Challenges Facing Abuse-Deterrent Formulations
PPM: Clinicians may be hesitant to prescribe second-generation ADFs of opioids, which combine naltrexone or naloxone, over concern that the core active ingredient may become inactive or push an abuser into withdrawal. Can you describe this hesitation and how these second-gen mechanisms of action work?
Cohen: The concern has had an anecdotal quality to it; I have heard from pain physicians that “they are aware of failures” with other prescribers/patients using second-gen ADFs but have not experienced themselves. The mechanisms of action in these combination products, known as agonist/antagonist combination pills, retain analgesic properties when swallowed. In this example, the antagonist (naloxone) is not effectively absorbed into the bloodstream when swallowed as intended; this works by allowing the naloxone to pass through the system unabsorbed. When swallowed, the pill is excreted naturally.
However, when snorted or injected intravenously, the antagonist portion of the pill will reduce or counteract opioid-induced euphoria. So if a user crushes the tablet, the naloxone is released, and any desired “high” after ingesting the drug is defeated. If the user is an opioid addict and succeeds in defeating the ADF property, the combination product could throw the misuser into sudden withdrawal with known adverse consequences.
The “fear of failure” for a patient on chronic opioid therapy using the product as prescribed is unwarranted. If a physician suspects that his/her patient may be misusing the product, then another ADF-approved opioid may be more appropriate.
PPM: Third-generation abuse-deterrent technologies (ie, prodrugs) were designed to change at the molecular level, thereby offering no advantage to potential abusers. However, these products are facing an uphill battle in terms of payer coverage. What’s your take?
Cohen: Physicians are well aware of the advantages of prodrugs, as a significant portion of available medications have a prodrug capability. A physician will not prescribe a product that a patient cannot “fill” at the pharmacy. If a pharmacy benefit manager refuses to cover a prodrug, using “fail first” or “step edit” policies, adoption is delayed. All ADF products are hampered by payer refusal to broadly cover these products, which aim to reduce the risk of abuse, misuse, and diversion, as these qualities offer a public health benefit – and not a medical benefit.
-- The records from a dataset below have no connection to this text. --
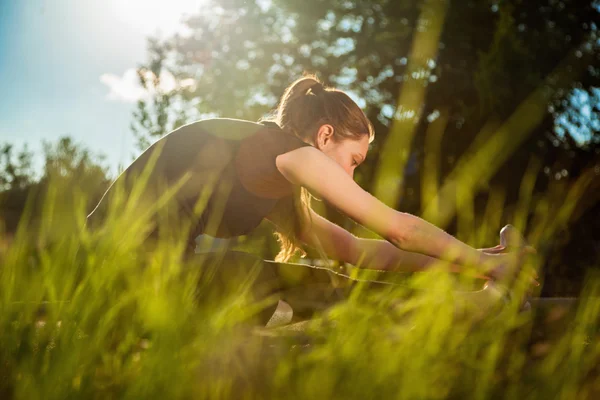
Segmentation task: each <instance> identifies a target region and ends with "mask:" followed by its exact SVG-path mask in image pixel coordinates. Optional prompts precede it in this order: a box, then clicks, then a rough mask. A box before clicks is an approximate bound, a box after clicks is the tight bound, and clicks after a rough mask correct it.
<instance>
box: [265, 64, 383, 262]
mask: <svg viewBox="0 0 600 400" xmlns="http://www.w3.org/2000/svg"><path fill="white" fill-rule="evenodd" d="M264 120H268V121H271V122H275V123H277V125H279V126H280V127H281V129H283V130H284V131H287V132H290V133H293V134H294V135H296V136H298V137H299V138H301V139H302V140H304V141H305V142H308V143H315V141H316V135H317V132H318V130H319V128H320V127H321V126H323V125H324V124H329V125H331V126H332V127H333V129H334V133H333V140H337V141H341V140H344V139H352V140H358V139H360V138H362V137H363V136H364V135H368V136H369V143H370V142H372V141H373V139H374V137H375V132H374V129H373V125H372V124H371V122H370V121H369V119H368V118H367V116H366V115H365V113H364V112H363V111H362V110H361V109H360V107H359V106H358V104H356V103H355V102H354V101H353V100H352V99H351V98H350V97H349V96H348V95H347V94H346V93H344V92H342V91H341V90H337V89H335V88H330V87H326V86H324V85H323V83H321V81H320V80H319V79H318V78H317V77H316V76H314V75H306V76H304V77H302V78H300V79H298V80H296V81H295V82H294V83H292V84H291V85H290V86H288V88H287V89H286V90H285V92H284V93H283V96H282V97H281V100H280V101H279V105H278V106H277V109H276V111H275V113H274V116H272V117H271V118H265V119H264ZM310 198H311V196H310V194H309V193H308V191H307V190H306V189H304V188H299V190H296V191H295V194H294V196H293V200H292V204H291V206H292V207H293V210H288V211H293V215H294V217H293V218H291V219H290V218H288V220H289V224H287V226H285V227H280V228H279V230H278V232H277V233H276V235H277V238H278V241H279V244H280V251H279V254H278V255H277V257H276V258H275V260H276V261H278V262H286V261H288V260H289V259H290V258H291V257H292V256H293V255H294V254H295V253H296V252H297V251H300V252H301V253H302V254H303V255H305V254H306V253H304V251H303V250H302V248H301V246H300V243H299V241H298V239H297V238H298V234H299V227H300V223H301V221H300V215H301V214H302V213H306V214H308V215H310V214H309V211H310ZM288 215H289V214H288Z"/></svg>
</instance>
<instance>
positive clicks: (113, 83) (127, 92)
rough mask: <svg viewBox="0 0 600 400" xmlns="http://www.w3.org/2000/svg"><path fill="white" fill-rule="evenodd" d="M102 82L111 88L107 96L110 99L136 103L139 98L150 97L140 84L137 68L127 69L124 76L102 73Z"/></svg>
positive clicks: (131, 68)
mask: <svg viewBox="0 0 600 400" xmlns="http://www.w3.org/2000/svg"><path fill="white" fill-rule="evenodd" d="M100 82H102V83H104V84H105V85H106V86H108V88H109V89H110V92H109V93H108V94H107V96H106V97H107V99H109V100H113V101H122V102H125V103H135V102H136V101H138V100H142V99H146V98H148V97H149V95H150V93H149V92H148V91H147V90H145V89H144V88H143V87H142V86H141V85H140V80H139V78H138V75H137V72H136V70H135V68H130V69H128V70H127V71H125V73H124V74H123V76H118V75H115V74H102V75H100Z"/></svg>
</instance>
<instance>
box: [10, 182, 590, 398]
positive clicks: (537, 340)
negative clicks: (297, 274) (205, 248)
mask: <svg viewBox="0 0 600 400" xmlns="http://www.w3.org/2000/svg"><path fill="white" fill-rule="evenodd" d="M65 195H66V196H71V197H72V195H73V193H72V192H69V191H66V190H61V189H60V188H57V189H56V190H54V191H51V192H50V196H49V198H48V199H47V200H46V201H45V203H44V204H45V206H46V209H45V210H44V212H43V217H42V218H40V219H38V222H39V223H38V224H36V225H35V229H34V228H32V227H31V226H32V225H26V224H23V225H22V226H21V229H20V231H19V232H18V233H17V234H16V235H15V236H14V237H13V238H11V241H10V243H8V242H7V241H8V237H5V238H4V239H3V243H4V244H5V245H4V246H2V250H1V253H0V259H1V263H2V267H1V269H0V274H1V280H0V324H1V325H0V340H1V345H0V362H1V364H0V365H1V367H0V371H1V380H0V398H3V399H4V398H15V399H65V398H82V399H83V398H85V399H94V398H132V399H139V398H162V399H175V398H211V399H228V398H232V399H255V398H286V399H294V398H298V399H329V398H339V399H369V398H373V399H381V398H386V399H387V398H390V399H447V398H451V399H464V398H474V399H484V398H494V399H495V398H517V399H597V398H599V396H600V370H599V366H598V365H599V363H600V340H599V339H600V329H599V325H598V322H599V315H600V298H599V297H598V296H600V280H599V279H598V277H597V276H596V277H594V276H590V277H589V278H588V280H587V285H586V287H585V289H584V292H583V293H582V294H581V296H580V299H579V301H578V302H577V303H576V305H574V306H573V307H571V308H570V309H565V308H562V309H561V308H560V307H559V308H551V309H545V310H542V311H543V312H542V311H538V310H537V309H533V310H532V311H530V312H522V311H520V308H521V307H520V305H521V304H520V300H522V298H523V296H524V294H525V291H526V290H527V285H526V284H525V283H524V282H523V281H519V282H518V283H517V284H516V286H515V288H514V291H513V292H512V294H513V296H512V297H511V300H510V301H508V302H506V304H504V303H503V301H499V302H495V303H489V304H484V303H485V302H484V303H479V304H477V303H475V304H473V303H469V302H464V301H461V299H460V296H458V295H457V290H458V289H460V288H464V287H466V286H469V285H471V286H472V285H473V282H468V281H459V280H457V279H456V277H453V276H451V275H450V274H448V273H446V272H445V271H442V270H438V269H434V270H432V271H429V272H427V273H422V274H418V275H416V276H413V277H411V278H406V279H404V280H403V281H402V283H401V284H399V285H396V286H390V287H388V288H385V289H382V290H378V291H373V290H368V288H366V287H362V286H360V285H359V286H357V287H356V288H355V289H354V290H353V291H352V293H351V295H350V296H349V298H348V300H347V301H344V302H341V303H339V304H338V305H336V306H335V307H333V308H332V309H330V310H328V312H327V313H326V315H324V316H322V317H317V318H315V319H314V320H312V321H311V322H309V323H307V324H306V326H305V329H303V330H302V331H301V332H294V331H290V330H287V331H286V330H282V329H265V328H262V329H260V328H257V327H256V326H252V325H251V324H249V323H247V322H246V321H247V318H248V316H250V315H252V314H253V313H256V312H257V311H258V310H260V307H261V304H260V303H256V302H254V301H252V299H251V298H250V297H249V296H248V295H247V292H244V291H237V292H234V293H232V294H231V295H230V296H226V297H223V298H220V299H218V300H216V299H212V300H211V301H206V299H203V298H202V290H201V288H203V287H207V285H210V284H211V283H210V281H209V280H207V279H208V278H206V279H205V280H204V281H202V280H201V281H200V282H199V283H198V282H197V279H195V272H190V271H189V270H188V272H187V273H183V270H184V268H185V267H184V266H183V265H182V263H181V262H180V261H179V258H180V255H181V252H182V251H183V248H182V246H181V245H180V244H178V243H179V242H178V241H177V240H175V239H176V238H174V239H173V240H169V239H165V240H163V241H161V242H160V243H159V245H158V247H157V248H156V249H153V250H152V251H147V250H144V249H143V248H142V246H141V244H142V241H143V237H144V235H145V233H146V231H147V223H146V221H145V220H144V218H134V217H132V216H131V215H134V214H135V215H137V216H138V217H139V215H140V213H139V212H136V213H133V212H130V211H131V210H130V209H129V208H128V207H130V205H128V204H123V205H122V206H121V207H119V208H118V210H119V212H118V213H115V215H112V216H111V217H110V218H109V220H108V222H107V225H106V226H105V227H104V229H102V230H100V231H96V232H90V231H88V230H87V229H86V228H85V227H84V225H85V224H84V216H85V212H84V208H85V207H84V203H83V202H81V204H79V203H78V202H77V201H71V202H66V201H64V200H61V199H62V198H63V197H64V196H65ZM61 196H62V197H61ZM75 198H76V199H77V197H76V196H75ZM138 211H139V210H138ZM541 261H543V260H539V259H537V260H535V261H532V262H536V263H538V264H540V263H541ZM536 265H537V264H536ZM201 268H202V267H201V266H198V268H196V269H192V271H196V272H197V271H199V270H200V269H201ZM465 279H467V278H465ZM199 288H200V289H199ZM203 300H204V301H203ZM502 304H504V305H502ZM482 312H483V313H485V315H487V316H486V317H482Z"/></svg>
PPM: How do currently patented technologies play a role in moving ADFs forward? For example, Oxycontin is patented through 2030.
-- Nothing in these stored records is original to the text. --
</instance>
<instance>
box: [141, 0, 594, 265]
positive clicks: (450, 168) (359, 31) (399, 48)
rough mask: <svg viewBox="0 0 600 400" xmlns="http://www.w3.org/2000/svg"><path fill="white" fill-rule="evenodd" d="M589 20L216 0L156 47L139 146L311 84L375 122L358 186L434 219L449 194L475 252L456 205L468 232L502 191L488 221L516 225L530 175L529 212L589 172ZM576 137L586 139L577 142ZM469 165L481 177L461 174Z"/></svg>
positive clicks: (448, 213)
Cohen: The ultimate key to deploying new and better technologies is for both payers to adopt currently existing abuse-deterrent technology and for FDA to mandate a market conversion to these technologies. Future technologies are dependent on the adoption of current products, which are less abusable than the products credited with causing the opioid crisis.
PPM: The FDA recently issued a Complete Response Letter (CRL) denying the marketing application of a new oxycodone extended-release, abuse-deterrent medication (Remoxy ER, Pain Therapeutics), noting that the data presented did not demonstrate that the benefits of the drug outweighed its risks. The rejection has led the company to shift its tamper-resistant opioid formulations away from pain management and toward treating Alzheimer’s disease. What’s your take on this trend?
Cohen: The CRL issued to Remoxy does not yet constitute a trend, in fact, the request for additional data is consistent with other FDA decisions on the approval or denial of other new drug applications presented for approval. The increased availability of “new” ADF opioids on the market would not impact use, nor should it change the appropriate prescribing of any opioid for patient treatment. More options for the physician to “right size” a script to the most appropriate treatment requires more ADF opioid options to be made available.